What Is the High-Low Method in Accounting?

low high method

The high-low method involves comparing total costs at the highest level of activity and the lowest level of activity, after each level is determined. If the variable cost is a fixed charge per unit and fixed costs remain the same, it is possible to determine the fixed and variable costs by solving the system of equations. It is worth being cautious when using the high-low method, however, as it can yield more or less accurate results depending on the distribution of values between the highest and lowest dollar amounts or quantities. The fixed cost is determined by calculating the variable costs using the rate calculated above and the number of units, and deducting this from the total cost. This calculation can be done using either the high or low values, but both are shown below for comparison.

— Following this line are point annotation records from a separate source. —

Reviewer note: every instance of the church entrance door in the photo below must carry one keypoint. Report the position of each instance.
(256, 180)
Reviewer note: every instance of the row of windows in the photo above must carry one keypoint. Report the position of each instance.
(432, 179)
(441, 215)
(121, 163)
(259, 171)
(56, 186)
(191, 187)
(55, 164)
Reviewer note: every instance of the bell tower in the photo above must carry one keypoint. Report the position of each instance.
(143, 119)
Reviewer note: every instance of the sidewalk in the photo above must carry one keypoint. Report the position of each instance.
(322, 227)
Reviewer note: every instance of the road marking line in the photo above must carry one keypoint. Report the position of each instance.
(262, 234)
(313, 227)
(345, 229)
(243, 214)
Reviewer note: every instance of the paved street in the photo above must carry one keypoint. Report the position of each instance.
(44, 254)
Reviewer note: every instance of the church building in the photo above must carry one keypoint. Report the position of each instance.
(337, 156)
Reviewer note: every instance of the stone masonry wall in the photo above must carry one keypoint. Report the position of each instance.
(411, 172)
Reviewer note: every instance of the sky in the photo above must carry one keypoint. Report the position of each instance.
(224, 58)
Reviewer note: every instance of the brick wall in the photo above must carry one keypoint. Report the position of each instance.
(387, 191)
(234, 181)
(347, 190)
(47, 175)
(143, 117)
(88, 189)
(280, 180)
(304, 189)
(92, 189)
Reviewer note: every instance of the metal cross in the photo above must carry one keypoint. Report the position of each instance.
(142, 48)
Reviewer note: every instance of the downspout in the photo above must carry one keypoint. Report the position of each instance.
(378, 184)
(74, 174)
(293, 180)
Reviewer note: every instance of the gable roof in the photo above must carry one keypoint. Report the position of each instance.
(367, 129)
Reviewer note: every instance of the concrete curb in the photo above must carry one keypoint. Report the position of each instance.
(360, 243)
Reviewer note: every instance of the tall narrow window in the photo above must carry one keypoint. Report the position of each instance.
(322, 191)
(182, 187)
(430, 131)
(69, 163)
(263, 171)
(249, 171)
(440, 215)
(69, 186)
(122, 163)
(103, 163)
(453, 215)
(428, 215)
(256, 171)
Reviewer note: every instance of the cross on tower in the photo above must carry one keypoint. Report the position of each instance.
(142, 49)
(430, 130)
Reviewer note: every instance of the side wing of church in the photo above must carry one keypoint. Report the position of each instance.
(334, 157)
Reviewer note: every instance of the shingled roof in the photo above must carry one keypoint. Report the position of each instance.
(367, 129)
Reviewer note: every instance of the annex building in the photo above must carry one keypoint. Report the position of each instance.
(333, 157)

As with any metric, it comes with its downsides of not being entirely accurate. But anything that uses extreme examples should always be used to give you a rough idea and the results must be taken with a grain of salt. A financial professional will offer guidance based on the information provided and offer a no-obligation call to better understand your situation. Someone on our team will connect you with a financial professional in our network holding the correct designation and expertise. Our mission is to empower readers with the most factual and reliable financial information possible to help them make informed decisions for their individual needs. Our goal is to deliver the most understandable and comprehensive explanations of financial topics using simple writing complemented by helpful graphics and animation videos.

In other words, the variable long term notes payable cost rate was $0.10 per machine hour ($2,000/20,000 MHs). A cost that contains both fixed and variable costs is considered a mixed cost. The high-low method is a simple technique for determining the variable cost rate and the amount of fixed costs that are part of what’s referred to as a mixed cost or semivariable cost.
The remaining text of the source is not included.